Of course, there’s more to mutual fund investing than just comparing expense ratios. However, the point is that when it comes to choosing funds with substantially equal investment goals, lower fees can make a big difference.
2. Know the right kind of funds to choose
The single biggest factor in choosing 401(k) investments is knowing how much of your money should be in stocks and how much should be in bonds — a concept known as asset allocation.
I usually recommend following the “110 rule,” which says that if you subtract your age from the number 110, that’s the percentage of your retirement savings that should be in stocks, with the remainder in bonds. For example, I’m 35, so this rule says that I should have 75% of my 401(k) in stocks and 25% in bonds.
You can adjust this rule higher or lower based on your own risk tolerance, but it’s a good place to start. The main takeaway is that the majority of most investors’ 401(k) savings should be in stocks, in order to take advantage of the superior long-term growth potential it provides. Then, as you get closer to retirement and capital preservation becomes more of a priority, you should gradually shift your money into bond funds.
Using your knowledge about expense ratios, pick out a few of your plan’s best stock and bond funds and allocate your assets accordingly.
3. A target-date fund may be the best move for you if…
As a final tip, if you prefer to take a hands-off approach — that is, researching and selecting investment funds doesn’t sound appealing to you — it’s completely fine to select one of your plan’s target retirement funds. Many plans offer these, and although they may be called something else (a “lifecycle fund,” for example), these are the investment choices that have a year in the title, such as Vanguard Target Retirement 2050 Fund.
These funds are intended to do all of the work for you. A target-date retirement fund will automatically invest your money in an age-appropriate combination of stocks and bonds, and will gradually shift the allocation away from stocks as you get older. Here’s a more thorough description of target-date retirement funds if you’re interested.

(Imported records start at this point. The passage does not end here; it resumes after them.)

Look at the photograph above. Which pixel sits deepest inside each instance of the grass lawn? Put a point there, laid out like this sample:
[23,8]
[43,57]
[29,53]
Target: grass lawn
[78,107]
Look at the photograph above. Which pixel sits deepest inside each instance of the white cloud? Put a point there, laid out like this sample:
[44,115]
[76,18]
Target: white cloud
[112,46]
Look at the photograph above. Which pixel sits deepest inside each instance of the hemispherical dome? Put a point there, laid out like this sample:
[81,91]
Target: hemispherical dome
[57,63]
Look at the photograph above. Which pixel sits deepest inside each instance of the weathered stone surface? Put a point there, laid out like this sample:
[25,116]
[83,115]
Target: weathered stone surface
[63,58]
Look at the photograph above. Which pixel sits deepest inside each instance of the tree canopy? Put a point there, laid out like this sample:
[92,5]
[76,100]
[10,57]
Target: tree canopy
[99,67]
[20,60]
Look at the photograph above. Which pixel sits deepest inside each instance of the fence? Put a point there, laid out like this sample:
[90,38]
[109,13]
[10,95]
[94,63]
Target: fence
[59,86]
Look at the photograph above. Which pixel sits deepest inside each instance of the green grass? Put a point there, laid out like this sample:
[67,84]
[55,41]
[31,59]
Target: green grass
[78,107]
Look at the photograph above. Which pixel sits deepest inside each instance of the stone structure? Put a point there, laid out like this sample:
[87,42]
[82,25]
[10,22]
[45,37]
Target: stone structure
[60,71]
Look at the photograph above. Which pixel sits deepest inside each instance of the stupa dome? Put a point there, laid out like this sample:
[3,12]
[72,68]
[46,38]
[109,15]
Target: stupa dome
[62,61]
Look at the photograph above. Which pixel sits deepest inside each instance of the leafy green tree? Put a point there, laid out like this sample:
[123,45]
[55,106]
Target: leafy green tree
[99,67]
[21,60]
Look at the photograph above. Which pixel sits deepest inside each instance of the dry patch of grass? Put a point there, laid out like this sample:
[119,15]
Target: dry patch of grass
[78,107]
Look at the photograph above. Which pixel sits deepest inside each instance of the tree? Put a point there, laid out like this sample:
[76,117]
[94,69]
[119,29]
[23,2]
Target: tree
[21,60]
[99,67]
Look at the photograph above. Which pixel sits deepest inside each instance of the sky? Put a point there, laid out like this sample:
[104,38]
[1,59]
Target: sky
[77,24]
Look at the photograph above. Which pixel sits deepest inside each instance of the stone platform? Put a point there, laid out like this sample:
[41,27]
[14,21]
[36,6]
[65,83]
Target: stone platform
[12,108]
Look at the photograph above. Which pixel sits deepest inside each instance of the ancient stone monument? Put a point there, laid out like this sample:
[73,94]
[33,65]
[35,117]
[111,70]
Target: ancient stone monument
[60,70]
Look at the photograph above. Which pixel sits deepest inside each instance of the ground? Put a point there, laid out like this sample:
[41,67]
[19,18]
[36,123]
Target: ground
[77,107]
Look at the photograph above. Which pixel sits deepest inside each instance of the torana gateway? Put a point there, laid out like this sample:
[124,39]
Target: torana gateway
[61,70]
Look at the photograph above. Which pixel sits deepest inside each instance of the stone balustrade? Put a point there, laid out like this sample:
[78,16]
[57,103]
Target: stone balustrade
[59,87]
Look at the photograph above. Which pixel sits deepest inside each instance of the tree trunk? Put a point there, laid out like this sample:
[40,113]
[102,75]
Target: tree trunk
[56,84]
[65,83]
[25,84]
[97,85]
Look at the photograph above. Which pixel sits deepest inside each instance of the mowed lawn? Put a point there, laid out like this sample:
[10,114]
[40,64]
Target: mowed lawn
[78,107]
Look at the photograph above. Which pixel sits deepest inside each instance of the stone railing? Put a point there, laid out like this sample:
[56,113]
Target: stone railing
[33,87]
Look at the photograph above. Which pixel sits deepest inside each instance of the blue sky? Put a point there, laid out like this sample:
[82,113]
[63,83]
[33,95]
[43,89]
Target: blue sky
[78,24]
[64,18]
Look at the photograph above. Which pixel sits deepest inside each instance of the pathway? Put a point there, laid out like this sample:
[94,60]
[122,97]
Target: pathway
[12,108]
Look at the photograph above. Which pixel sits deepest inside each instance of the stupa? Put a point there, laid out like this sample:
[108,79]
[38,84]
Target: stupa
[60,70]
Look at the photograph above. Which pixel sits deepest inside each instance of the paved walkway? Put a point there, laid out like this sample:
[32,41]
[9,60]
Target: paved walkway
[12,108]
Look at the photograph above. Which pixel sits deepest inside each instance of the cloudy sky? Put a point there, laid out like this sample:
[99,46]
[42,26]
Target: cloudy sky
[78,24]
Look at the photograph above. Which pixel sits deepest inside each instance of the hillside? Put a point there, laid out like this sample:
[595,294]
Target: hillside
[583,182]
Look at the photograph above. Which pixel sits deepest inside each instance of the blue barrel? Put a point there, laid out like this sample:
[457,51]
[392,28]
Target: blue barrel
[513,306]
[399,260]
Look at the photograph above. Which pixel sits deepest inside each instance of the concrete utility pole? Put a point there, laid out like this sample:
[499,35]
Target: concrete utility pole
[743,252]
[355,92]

One word of caution: Be sure to check the expense ratio of your target-date option and compare it with your plan’s other investment choices. If the expenses are comparable, there’s nothing wrong with essentially putting your savings on auto-pilot. On the other hand, if the target-date option is significantly more expensive, you’ll probably be better off spending a few hours and selecting your own funds.
Bonus tip: Do your homework
401(k) investing doesn’t need to be complicated, but it’s also not a great idea to just “set it and forget it,” unless you choose a target-date fund as your sole investment.
As I mentioned in the allocation section, it’s important to gradually shift from stock-based to bond-based funds as you get closer to retirement. You don’t need to make changes too often — maybe add a couple percent to your bond allocation every two years — but it’s certainly important to do. If you’re 35 and set your portfolio to 85% stocks, the last thing you want is to keep that allocation forever, and have a stock market crash devastate your portfolio just before you plan to retire.